The academic proposals are part of the district's ongoing plan to raise students' academic standards and prepare them for tougher state requirements down the road.

New academic efforts OK'd by the Cheektowaga Central School Board Monday included:

Adding an hour -- or a ninth period -- to the junior high school day this fall.

The time will be used to make sure all seventh-and eighth-graders are caught up on their homework, classroom assignments and daily lessons.

The ninth period will help prevent students from falling behind in school by giving them an extra hour to make up tests, finish overdue homework assignments or complete class work, school officials said.

The students who are caught up with their school work will be dismissed at 2:10 p.m., the time school usually ends.

But the students who owe teachers work or need extra help would stay until the new dismissal time at 3:15 p.m.

The School Board approved the new time schedule by a 6-1 vote.
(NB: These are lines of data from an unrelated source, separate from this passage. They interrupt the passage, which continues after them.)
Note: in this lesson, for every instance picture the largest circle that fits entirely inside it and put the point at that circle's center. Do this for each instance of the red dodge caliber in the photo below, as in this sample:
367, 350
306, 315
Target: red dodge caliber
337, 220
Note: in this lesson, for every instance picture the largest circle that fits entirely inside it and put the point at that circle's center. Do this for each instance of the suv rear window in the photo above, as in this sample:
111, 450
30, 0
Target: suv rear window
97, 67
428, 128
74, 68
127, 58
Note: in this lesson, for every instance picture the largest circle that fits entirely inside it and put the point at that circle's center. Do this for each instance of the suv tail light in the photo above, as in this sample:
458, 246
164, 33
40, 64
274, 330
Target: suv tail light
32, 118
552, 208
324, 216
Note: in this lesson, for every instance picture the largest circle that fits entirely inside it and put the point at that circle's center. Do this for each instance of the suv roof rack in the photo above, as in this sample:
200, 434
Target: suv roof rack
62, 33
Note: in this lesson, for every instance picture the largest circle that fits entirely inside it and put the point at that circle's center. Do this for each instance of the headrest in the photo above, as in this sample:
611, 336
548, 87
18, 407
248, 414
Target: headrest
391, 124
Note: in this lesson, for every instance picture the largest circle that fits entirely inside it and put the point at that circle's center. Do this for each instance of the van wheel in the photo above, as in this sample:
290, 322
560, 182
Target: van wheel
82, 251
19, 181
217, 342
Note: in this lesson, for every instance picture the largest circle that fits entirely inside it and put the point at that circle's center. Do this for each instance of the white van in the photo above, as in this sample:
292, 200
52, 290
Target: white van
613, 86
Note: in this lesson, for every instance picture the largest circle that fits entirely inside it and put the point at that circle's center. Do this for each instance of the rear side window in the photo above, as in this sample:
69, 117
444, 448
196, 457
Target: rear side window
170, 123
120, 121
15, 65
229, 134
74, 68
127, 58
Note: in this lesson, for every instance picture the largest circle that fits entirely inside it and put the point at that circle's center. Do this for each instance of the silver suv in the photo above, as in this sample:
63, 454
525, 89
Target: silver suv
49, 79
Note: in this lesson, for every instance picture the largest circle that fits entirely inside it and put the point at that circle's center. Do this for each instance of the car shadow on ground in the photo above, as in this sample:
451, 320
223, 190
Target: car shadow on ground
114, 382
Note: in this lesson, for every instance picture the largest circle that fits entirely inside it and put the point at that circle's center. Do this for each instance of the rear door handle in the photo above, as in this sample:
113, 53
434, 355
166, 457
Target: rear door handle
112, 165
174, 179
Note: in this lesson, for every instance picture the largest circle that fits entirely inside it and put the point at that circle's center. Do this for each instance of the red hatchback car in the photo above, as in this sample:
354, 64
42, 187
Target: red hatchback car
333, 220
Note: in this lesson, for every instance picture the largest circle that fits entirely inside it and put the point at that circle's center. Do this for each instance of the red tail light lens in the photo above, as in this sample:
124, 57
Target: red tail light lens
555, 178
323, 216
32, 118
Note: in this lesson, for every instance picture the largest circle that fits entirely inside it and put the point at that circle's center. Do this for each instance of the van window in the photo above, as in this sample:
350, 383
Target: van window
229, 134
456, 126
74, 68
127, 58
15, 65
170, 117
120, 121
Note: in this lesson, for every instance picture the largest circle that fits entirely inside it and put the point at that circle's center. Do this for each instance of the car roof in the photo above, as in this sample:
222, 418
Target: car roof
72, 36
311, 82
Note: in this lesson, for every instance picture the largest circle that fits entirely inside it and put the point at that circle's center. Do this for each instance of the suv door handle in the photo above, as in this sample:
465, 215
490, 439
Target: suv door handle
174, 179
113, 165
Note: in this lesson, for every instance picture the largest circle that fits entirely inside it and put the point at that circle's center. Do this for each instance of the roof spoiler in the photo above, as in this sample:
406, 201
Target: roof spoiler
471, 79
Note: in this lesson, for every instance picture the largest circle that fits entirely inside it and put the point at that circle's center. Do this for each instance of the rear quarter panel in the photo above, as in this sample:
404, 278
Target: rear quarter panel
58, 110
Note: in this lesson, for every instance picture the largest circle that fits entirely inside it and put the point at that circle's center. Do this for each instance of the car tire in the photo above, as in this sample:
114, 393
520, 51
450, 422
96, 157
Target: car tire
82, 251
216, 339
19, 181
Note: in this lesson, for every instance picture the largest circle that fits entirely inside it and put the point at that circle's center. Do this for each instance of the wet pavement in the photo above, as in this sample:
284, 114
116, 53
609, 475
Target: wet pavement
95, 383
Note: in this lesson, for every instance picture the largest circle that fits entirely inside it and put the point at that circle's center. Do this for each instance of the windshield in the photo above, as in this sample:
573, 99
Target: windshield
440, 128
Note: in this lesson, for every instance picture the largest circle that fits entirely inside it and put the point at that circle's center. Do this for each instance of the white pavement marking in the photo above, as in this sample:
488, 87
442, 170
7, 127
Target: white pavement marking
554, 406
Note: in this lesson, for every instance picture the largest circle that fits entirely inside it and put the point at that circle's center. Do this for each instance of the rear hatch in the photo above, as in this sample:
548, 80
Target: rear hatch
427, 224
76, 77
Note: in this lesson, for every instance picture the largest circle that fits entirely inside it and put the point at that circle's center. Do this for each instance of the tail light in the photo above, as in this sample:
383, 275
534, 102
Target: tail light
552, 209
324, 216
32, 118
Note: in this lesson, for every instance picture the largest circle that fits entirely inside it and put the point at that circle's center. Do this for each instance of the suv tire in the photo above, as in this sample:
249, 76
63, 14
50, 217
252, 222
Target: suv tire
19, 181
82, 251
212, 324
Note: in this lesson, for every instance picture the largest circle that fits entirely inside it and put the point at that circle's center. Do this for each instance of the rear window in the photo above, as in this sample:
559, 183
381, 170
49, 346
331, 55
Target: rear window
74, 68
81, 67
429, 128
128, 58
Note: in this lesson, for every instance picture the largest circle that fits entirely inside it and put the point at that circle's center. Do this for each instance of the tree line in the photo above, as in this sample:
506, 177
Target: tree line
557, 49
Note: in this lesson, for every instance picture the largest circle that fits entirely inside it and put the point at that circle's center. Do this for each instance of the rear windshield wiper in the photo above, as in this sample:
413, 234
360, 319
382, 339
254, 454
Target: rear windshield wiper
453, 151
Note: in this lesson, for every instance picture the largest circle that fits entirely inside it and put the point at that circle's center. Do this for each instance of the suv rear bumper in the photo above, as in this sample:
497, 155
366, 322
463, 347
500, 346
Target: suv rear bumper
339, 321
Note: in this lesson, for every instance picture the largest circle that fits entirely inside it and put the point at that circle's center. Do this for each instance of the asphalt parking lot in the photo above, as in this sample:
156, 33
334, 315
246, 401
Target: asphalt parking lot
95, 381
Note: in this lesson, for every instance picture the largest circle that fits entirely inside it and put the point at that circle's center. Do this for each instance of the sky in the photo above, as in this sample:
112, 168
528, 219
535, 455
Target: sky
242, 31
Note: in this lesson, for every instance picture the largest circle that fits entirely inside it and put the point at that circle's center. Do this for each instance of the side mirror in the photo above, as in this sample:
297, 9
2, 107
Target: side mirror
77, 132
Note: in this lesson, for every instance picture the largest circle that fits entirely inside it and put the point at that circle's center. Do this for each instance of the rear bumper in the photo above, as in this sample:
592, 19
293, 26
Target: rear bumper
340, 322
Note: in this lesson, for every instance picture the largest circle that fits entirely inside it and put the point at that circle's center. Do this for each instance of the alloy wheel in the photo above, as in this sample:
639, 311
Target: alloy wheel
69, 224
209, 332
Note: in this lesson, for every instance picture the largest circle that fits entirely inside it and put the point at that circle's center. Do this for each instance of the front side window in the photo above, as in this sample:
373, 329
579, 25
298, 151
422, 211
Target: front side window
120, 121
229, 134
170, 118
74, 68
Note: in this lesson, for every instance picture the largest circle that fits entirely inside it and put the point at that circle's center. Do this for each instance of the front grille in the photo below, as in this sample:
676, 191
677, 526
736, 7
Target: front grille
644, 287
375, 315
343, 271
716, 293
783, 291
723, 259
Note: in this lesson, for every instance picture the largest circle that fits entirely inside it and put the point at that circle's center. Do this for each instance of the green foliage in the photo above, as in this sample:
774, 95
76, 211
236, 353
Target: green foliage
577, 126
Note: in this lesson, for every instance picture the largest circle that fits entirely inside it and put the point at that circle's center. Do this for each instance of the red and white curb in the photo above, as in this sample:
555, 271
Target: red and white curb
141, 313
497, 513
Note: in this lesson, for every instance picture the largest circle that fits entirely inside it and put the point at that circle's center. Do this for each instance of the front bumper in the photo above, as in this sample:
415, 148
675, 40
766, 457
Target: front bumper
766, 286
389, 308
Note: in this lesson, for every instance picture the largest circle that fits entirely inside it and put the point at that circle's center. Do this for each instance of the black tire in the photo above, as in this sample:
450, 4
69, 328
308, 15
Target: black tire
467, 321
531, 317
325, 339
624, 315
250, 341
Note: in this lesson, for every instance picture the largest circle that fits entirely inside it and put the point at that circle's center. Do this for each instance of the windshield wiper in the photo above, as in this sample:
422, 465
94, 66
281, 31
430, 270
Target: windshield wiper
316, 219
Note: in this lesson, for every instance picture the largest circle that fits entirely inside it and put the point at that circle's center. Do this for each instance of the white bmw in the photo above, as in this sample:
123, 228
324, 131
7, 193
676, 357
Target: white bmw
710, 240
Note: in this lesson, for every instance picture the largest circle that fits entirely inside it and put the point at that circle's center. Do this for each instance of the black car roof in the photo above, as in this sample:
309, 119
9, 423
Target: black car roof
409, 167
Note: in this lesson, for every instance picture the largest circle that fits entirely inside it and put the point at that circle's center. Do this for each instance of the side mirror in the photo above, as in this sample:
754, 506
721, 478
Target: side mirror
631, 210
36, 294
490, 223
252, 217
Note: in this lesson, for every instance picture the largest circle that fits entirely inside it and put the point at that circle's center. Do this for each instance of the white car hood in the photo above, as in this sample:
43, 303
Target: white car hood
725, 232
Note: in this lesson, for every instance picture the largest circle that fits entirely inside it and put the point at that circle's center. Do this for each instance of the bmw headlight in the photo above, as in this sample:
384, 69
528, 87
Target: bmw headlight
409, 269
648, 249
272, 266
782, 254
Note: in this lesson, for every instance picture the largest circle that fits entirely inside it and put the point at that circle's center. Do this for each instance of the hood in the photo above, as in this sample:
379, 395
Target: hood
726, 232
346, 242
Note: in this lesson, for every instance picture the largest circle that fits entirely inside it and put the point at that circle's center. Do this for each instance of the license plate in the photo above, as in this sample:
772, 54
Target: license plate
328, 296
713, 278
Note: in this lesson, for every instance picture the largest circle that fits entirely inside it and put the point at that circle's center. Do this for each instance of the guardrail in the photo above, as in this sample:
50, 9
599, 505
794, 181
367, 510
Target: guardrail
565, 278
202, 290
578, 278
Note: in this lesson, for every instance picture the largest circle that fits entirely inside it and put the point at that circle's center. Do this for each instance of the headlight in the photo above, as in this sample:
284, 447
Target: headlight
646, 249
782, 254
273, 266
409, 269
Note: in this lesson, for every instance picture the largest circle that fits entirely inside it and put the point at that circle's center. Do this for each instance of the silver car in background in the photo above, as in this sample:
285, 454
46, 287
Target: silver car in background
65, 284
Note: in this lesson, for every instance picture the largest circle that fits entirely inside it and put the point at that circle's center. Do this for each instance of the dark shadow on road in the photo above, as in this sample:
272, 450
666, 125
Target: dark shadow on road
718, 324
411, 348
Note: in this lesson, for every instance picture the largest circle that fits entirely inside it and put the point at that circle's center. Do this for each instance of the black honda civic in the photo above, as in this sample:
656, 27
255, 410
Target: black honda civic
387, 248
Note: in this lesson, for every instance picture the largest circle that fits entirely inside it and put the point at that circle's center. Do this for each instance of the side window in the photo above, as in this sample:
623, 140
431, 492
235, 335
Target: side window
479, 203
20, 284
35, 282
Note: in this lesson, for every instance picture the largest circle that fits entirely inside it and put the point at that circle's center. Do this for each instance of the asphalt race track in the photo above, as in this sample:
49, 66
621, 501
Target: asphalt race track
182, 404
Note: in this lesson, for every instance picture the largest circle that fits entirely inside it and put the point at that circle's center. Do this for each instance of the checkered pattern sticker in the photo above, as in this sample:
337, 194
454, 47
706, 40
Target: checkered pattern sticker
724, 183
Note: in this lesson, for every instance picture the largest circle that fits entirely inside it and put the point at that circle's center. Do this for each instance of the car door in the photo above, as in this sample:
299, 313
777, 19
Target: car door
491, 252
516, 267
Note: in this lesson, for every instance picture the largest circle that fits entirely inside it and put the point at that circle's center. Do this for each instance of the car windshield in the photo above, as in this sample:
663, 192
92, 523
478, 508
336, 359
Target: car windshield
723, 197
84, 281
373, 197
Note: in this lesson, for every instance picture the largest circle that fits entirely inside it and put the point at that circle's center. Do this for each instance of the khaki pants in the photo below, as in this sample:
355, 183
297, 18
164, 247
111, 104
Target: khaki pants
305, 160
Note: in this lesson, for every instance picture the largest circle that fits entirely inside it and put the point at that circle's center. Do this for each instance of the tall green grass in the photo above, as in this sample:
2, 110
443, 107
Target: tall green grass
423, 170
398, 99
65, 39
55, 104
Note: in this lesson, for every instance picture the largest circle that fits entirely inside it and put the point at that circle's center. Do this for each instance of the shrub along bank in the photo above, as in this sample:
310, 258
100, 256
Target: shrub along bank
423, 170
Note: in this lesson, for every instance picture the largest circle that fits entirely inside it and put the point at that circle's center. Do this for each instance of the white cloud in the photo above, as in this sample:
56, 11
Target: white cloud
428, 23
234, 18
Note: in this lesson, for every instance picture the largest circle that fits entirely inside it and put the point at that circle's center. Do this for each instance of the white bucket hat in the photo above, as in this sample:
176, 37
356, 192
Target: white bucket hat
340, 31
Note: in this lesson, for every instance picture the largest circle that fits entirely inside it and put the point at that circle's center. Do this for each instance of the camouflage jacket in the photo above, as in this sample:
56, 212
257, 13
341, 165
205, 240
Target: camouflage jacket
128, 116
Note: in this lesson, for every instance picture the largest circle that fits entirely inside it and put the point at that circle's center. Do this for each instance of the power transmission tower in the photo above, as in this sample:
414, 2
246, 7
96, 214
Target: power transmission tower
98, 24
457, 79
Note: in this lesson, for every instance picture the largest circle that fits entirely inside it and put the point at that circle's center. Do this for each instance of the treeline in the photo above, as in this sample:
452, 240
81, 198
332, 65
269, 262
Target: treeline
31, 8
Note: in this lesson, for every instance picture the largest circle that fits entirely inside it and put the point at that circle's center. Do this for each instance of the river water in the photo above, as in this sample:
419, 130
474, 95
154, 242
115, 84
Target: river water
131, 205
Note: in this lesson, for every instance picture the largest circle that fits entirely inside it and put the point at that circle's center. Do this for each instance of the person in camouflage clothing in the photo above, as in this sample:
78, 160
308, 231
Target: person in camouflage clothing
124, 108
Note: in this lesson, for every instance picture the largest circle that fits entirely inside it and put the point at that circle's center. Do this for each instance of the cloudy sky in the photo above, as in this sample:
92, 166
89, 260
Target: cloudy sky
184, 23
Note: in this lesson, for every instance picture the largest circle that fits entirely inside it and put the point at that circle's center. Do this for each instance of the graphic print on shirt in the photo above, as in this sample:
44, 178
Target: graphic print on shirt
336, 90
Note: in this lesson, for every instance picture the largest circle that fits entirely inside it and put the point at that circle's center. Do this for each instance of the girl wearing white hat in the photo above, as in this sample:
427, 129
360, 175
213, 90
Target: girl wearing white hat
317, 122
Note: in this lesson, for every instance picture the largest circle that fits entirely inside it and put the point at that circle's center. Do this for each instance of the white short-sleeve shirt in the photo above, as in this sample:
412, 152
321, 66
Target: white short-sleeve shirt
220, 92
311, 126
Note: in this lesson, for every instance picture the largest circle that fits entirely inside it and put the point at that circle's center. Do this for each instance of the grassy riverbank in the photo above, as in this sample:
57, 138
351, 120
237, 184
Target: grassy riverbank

Trustee Leon Regent cast the lone vote against the proposal.

The extended day came about because many district teachers have become concerned about the growing number of junior high students choosing not to complete their homework or class assignments, school officials said.

"We have to do something to try to motivate these kids to do their work," said Principal George Radka. "If this will help instill some form of motivation in them . . . then I think this is a very worthwhile proposition."

School officials think there will be a large number of students forced to stay the extra hour in the beginning months of this new effort, although they expect the numbers to gradually dwindle.

Strengthening the elementary reading program.

School officials want to provide all elementary grade levels with a stronger reading curriculum and are looking for new reading textbooks for the fall that integrate reading, writing, language arts and spelling.

"We want to ensure students are spending more time reading and writing," said Delia Bonenberger, the district's director of learning and technology.

The School Board is expected to decide next month what textbooks to purchase.

Changing the focus of in-school suspension at the high school.

The School Board agreed to change in-school suspension to the "Planning Assistance Center."

Students still will be sent there as a punishment but will get more personal attention from the monitor supervising the center.

The School Board voted 6-1 in favor of this proposal, with Regent voting against the "softening" of in-school suspension.